Question 2: When do you do puzzles, during trips or when you feel bored?

Model Answer:
While I do occasionally pick up a puzzle or word game during long journeys, my engagement with puzzle-style thinking tends to happen more organically through work and study challenges than through dedicated puzzle activities. That said, I have noticed that engaging with even simple puzzles during genuinely idle moments, such as waiting for an appointment, produces a more satisfying mental state than the passive consumption of social media content that tends to fill the same spaces. That is the reason why researchers studying cognitive engagement suggest that even low-level problem-solving activities provide mental benefits that passive entertainment does not, which is why simple games and puzzles remain popular even among people who do not think of themselves as puzzle enthusiasts.

📌 Band 7-8 Vocabulary: organically, idle moments, cognitive engagement, passive consumption, mental state


Question 3: Do you like doing word puzzles or number puzzles?

Model Answer:
Although I appreciate both types, I find myself more naturally drawn to word puzzles because they engage the linguistic and associative dimensions of thinking that I tend to rely on more heavily in daily life. Number puzzles like Sudoku require a kind of focused, rule-based logic that I find satisfying in a different way but less immediately engaging. That said, the distinction between word and number thinking is less absolute than it first appears. That is why crossword puzzles, which require both linguistic knowledge and pattern recognition logic, are considered by many cognitive scientists to provide a more comprehensive mental workout than either pure vocabulary exercises or pure number games alone.

📌 Band 7-8 Vocabulary: linguistic, associative dimensions, rule-based logic, crossword puzzles, pattern recognition


Question 4: Do you think it is good for old people to do puzzles?

Model Answer:
Despite the sometimes patronising way in which puzzles are recommended to older people, the underlying neurological rationale is genuinely sound. Research on cognitive reserve, the brain’s capacity to withstand age-related decline by building neural pathway density through sustained mental activity, consistently identifies challenging cognitive tasks as one of the most effective tools available for preserving mental function in later life. That is why healthcare systems in several countries now include cognitive exercise programmes featuring puzzles and strategic games as part of dementia prevention strategies. Even though no single activity can guarantee cognitive health in old age, the cumulative effect of sustained mental engagement over decades appears to make a measurable difference.

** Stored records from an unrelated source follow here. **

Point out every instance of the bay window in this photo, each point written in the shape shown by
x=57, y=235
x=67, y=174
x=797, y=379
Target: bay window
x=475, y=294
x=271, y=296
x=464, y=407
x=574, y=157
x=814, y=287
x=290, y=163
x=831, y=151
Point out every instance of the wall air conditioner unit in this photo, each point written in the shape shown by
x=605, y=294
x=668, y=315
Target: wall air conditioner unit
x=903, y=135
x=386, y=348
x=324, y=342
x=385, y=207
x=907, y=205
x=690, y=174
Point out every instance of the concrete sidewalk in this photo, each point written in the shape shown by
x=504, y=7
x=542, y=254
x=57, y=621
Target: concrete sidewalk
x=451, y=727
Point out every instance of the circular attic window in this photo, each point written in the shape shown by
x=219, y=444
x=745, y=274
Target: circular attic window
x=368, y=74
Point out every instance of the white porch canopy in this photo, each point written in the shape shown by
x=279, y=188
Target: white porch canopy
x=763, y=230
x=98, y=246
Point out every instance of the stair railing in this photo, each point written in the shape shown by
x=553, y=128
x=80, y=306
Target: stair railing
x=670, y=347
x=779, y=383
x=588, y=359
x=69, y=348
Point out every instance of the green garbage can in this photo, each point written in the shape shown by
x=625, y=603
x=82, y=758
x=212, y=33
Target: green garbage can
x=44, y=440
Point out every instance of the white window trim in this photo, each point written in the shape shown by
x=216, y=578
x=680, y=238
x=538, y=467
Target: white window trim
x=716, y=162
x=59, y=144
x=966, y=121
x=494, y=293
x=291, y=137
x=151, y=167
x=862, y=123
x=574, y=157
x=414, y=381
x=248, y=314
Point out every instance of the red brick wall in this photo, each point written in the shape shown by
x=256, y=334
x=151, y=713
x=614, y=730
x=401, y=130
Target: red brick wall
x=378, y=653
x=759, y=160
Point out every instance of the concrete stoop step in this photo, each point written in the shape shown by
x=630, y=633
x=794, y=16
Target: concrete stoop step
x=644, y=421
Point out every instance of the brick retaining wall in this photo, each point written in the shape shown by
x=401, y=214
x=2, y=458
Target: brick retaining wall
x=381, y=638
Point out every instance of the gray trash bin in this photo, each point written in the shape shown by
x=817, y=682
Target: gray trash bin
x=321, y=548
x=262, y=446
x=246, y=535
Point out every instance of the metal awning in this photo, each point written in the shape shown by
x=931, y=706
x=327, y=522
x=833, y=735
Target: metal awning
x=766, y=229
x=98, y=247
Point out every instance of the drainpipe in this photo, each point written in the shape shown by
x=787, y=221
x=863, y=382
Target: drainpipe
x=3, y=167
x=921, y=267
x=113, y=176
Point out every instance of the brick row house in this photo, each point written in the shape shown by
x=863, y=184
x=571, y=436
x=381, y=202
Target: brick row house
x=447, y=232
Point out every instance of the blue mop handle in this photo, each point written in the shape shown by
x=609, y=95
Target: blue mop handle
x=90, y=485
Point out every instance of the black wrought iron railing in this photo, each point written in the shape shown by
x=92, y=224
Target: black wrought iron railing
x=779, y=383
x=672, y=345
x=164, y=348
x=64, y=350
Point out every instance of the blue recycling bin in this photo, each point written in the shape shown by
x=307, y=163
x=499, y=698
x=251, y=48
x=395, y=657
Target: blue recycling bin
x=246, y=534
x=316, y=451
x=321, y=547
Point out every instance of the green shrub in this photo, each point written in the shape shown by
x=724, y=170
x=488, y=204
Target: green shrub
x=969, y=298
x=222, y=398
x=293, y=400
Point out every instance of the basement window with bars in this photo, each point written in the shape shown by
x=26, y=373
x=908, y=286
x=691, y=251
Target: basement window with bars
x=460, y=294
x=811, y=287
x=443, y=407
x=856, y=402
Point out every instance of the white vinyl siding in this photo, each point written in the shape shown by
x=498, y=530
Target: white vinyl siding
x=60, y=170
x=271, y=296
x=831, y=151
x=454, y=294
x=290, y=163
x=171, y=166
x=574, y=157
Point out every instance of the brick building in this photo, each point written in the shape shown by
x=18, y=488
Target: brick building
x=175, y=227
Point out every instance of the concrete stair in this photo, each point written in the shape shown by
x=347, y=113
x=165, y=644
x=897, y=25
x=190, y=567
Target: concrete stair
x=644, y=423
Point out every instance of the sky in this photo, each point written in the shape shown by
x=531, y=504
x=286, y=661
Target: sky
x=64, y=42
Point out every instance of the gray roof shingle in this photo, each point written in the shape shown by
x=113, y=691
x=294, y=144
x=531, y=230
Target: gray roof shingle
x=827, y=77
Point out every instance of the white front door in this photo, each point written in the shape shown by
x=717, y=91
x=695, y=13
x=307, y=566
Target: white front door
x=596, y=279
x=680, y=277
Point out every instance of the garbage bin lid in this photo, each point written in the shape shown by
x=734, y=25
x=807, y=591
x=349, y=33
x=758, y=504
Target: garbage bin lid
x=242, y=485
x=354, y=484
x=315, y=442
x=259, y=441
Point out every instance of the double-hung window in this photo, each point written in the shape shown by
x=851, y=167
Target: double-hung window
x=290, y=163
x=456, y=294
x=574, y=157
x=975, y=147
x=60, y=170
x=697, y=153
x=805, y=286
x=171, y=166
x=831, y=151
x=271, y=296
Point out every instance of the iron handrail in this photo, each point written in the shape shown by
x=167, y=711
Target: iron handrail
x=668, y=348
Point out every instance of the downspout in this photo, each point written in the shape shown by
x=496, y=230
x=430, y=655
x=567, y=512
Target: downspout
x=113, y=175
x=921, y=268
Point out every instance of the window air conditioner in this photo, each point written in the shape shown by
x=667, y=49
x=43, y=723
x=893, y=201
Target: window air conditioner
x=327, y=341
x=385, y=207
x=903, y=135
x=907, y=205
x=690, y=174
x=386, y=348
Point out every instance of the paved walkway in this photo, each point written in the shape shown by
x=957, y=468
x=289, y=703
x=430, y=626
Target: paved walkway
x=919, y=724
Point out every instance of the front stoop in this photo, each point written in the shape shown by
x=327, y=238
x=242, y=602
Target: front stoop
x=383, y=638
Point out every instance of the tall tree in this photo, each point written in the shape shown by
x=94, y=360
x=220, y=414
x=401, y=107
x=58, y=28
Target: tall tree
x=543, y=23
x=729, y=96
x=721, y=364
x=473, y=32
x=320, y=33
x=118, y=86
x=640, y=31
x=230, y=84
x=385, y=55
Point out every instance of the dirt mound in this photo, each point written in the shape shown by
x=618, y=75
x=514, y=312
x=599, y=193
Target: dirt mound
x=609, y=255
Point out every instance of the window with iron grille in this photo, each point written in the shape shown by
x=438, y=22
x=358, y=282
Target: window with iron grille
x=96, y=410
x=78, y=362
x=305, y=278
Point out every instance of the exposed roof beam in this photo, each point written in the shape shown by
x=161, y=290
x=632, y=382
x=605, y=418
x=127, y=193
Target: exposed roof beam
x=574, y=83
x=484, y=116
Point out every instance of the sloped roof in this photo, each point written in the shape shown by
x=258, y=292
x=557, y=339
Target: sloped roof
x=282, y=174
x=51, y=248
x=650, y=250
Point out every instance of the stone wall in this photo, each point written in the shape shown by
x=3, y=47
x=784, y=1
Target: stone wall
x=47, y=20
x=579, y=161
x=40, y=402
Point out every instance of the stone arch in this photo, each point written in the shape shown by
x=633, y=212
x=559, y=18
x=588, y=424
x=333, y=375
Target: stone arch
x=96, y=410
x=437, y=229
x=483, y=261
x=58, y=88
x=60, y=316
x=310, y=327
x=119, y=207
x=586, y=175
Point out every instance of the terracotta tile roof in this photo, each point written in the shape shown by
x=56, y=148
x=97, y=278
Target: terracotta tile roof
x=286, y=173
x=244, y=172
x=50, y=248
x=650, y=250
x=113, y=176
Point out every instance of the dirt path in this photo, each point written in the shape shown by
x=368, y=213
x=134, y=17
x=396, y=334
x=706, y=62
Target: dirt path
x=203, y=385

📌 Band 7-8 Vocabulary: cognitive reserve, neural pathways, dementia prevention, patronising, cumulative effect


Examiner Tips for IELTS Speaking Part 1 Puzzles 2025

Connect puzzle activities to cognitive science research on mental exercise and brain health.

The word versus number puzzle distinction is an opportunity for analytical comparison that shows thinking depth.

Cognitive reserve is impressive and accurate vocabulary for discussing why puzzles benefit older people.


Frequently Asked Questions

Is this a confirmed IELTS Speaking topic for September–December 2025?
Yes. This topic appears in the official IELTS Speaking Part 1 question bank for September–December 2025.

How long should each answer be?
Aim for at least 100 words per answer at a natural speaking pace.


Related Topics


Say these answers out loud. The vocabulary only becomes yours when you can produce it naturally in speech.